Dot’s Reading Room: Cranberries – What’s Your Preference?

November 13, 2023

It’s time to get serious about cranberries, without which no Thanksgiving dinner table would be complete. Perhaps The Citizen should run a poll: are you a jellied-cranberry-right-out-of-the-can person or do you have a favorite recipe starting from scratch with a bag of cranberries?  

Cranberries have a long and interesting history. Although they were “domesticated” only about 200 years ago, writes Serina DeSalvio, Ph.D. Candidate in Genetics and Genomics, Texas A&M University, in a recent issue of “The Conversation,” people were eating them long before that.

DeSalvio writes: 

“Compared to many valuable plant species that were domesticated over thousands of years, cultivated cranberry (Vaccinium macrocarpon) is a young agricultural crop, just as the U.S. is a young country and Thanksgiving is a relatively new holiday. But as a plant scientist, I’ve learned much about cranberries’ ancestry from their botany and genomics.

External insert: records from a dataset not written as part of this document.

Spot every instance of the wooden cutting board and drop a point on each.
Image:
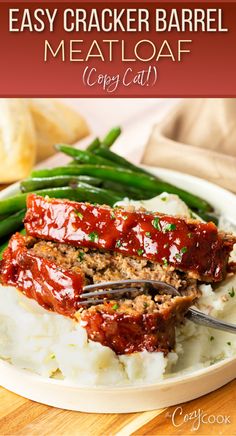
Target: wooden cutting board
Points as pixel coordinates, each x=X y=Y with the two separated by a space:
x=19 y=416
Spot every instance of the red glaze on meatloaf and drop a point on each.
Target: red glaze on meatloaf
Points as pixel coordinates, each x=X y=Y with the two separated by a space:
x=190 y=246
x=52 y=286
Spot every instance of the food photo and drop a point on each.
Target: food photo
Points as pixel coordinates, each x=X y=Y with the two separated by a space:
x=117 y=251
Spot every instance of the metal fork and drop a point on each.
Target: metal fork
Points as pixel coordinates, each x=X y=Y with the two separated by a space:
x=99 y=292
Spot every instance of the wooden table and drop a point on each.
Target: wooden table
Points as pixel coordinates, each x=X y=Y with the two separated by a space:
x=19 y=416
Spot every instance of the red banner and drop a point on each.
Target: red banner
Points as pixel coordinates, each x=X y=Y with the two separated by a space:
x=133 y=50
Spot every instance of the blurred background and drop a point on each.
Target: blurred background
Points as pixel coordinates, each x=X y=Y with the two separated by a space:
x=195 y=136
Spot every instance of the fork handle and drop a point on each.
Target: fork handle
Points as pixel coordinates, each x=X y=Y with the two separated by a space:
x=201 y=318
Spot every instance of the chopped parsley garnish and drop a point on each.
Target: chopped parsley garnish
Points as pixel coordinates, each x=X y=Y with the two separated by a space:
x=232 y=293
x=165 y=261
x=169 y=227
x=81 y=255
x=93 y=237
x=79 y=214
x=156 y=223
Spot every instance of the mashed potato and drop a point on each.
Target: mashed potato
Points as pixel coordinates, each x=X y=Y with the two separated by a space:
x=55 y=346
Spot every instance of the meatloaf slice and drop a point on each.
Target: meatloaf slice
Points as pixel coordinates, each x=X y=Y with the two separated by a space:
x=196 y=248
x=53 y=275
x=128 y=326
x=99 y=266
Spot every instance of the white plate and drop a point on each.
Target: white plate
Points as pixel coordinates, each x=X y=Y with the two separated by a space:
x=168 y=392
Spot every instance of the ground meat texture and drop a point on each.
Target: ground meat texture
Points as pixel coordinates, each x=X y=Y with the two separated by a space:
x=99 y=266
x=52 y=274
x=129 y=326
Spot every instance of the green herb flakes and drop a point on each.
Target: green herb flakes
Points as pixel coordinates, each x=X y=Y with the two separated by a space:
x=156 y=223
x=165 y=261
x=169 y=228
x=79 y=214
x=81 y=255
x=93 y=237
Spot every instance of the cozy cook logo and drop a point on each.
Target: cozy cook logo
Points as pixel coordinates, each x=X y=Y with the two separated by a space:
x=197 y=417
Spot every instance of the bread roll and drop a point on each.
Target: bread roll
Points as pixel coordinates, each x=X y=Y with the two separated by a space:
x=55 y=122
x=17 y=140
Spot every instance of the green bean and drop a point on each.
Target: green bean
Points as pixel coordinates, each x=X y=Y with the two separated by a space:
x=208 y=217
x=126 y=177
x=3 y=248
x=83 y=156
x=110 y=156
x=12 y=223
x=130 y=192
x=33 y=184
x=94 y=145
x=82 y=192
x=111 y=137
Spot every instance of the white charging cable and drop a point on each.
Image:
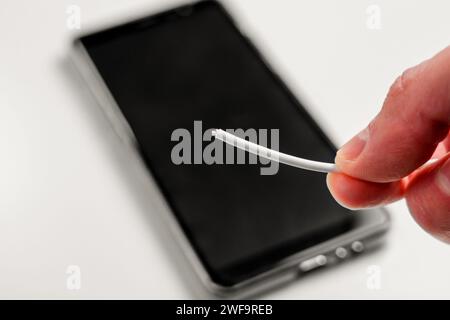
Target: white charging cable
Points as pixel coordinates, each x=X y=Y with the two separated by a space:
x=270 y=154
x=277 y=156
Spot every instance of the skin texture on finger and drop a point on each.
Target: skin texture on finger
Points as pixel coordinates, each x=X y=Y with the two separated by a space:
x=415 y=117
x=428 y=199
x=354 y=193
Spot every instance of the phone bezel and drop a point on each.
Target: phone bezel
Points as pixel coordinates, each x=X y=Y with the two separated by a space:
x=287 y=268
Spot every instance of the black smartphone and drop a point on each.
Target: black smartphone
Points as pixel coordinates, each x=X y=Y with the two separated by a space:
x=191 y=68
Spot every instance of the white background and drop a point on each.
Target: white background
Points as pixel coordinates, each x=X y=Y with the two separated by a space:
x=67 y=196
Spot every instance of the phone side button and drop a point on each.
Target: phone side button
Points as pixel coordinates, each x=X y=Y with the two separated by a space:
x=357 y=246
x=313 y=263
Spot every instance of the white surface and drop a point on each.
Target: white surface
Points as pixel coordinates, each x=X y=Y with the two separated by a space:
x=67 y=197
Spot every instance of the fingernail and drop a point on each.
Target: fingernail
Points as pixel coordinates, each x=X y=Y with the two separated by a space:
x=352 y=149
x=443 y=177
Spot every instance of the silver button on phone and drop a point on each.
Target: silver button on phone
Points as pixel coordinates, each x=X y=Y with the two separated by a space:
x=357 y=246
x=313 y=263
x=341 y=253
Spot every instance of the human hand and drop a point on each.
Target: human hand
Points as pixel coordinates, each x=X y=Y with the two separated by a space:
x=383 y=162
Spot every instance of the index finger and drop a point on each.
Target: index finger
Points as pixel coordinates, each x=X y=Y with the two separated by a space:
x=415 y=117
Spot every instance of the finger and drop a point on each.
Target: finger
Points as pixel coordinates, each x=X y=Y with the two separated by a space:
x=415 y=117
x=428 y=198
x=355 y=194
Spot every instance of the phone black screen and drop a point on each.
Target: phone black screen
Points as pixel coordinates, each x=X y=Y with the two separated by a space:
x=181 y=66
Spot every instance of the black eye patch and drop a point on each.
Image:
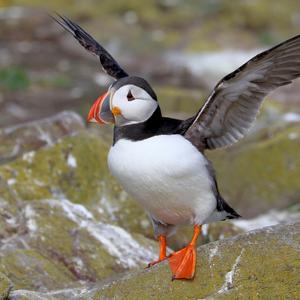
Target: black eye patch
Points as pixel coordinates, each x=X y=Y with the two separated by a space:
x=130 y=96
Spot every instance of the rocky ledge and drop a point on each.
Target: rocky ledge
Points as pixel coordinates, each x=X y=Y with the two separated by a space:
x=261 y=264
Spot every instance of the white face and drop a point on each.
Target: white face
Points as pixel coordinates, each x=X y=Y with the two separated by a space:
x=134 y=103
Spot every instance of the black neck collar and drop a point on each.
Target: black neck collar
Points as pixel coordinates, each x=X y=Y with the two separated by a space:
x=140 y=131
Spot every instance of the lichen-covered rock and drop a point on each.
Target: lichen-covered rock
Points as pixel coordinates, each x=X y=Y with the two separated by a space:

“Humans have cultivated sorghum for some 5,500 yearscorn for around 8,700 years and cotton for about 5,000 years. In contrast, cranberries were domesticated around 200 years ago – but people were eating the berries before that.

“Wild cranberries are native to North America. They were an important food source for Native Americans, who used them in puddings, sauces, breads, and a high-protein portable food called pemmican – a carnivore’s version of an energy bar, made from a mixture of dried meat and rendered animal fat and sometimes studded with dried fruits. Some tribes still make pemmican today, and even market a commercial version.”

The bag of cranberries you buy in the supermarket today may have come from one of several states. Of course, we New Englanders think only of the Cape Cod bogs, but Wisconsin produces roughly 60 percent of the U.S. cranberry harvest, followed by Massachusetts, Oregon, and New Jersey. Cranberries also are grown in Canada, where they are a major fruit crop.

Cultivation in Massachusetts began in 1816 when a Revolutionary War veteran Henry Hall found that covering cranberry bogs with sand fertilized the vines and retained water around their roots. From there, the fruit spread throughout the U.S. Northeast and Upper Midwest.

Why are cranberries so closely associated with Thanksgiving? It’s a practical matter: fresh cranberries are ready to harvest from mid-September through mid-November, just in time for the big Thanksgiving dinner. You can enjoy cranberry sauce with many other main dishes (they are perfect with roast pork), but the acidic sauce is a perfect foil for the bland turkey, mashed potatoes, and gravy on most tables. Cranberry sauce first appeared in a cookbook in 1796.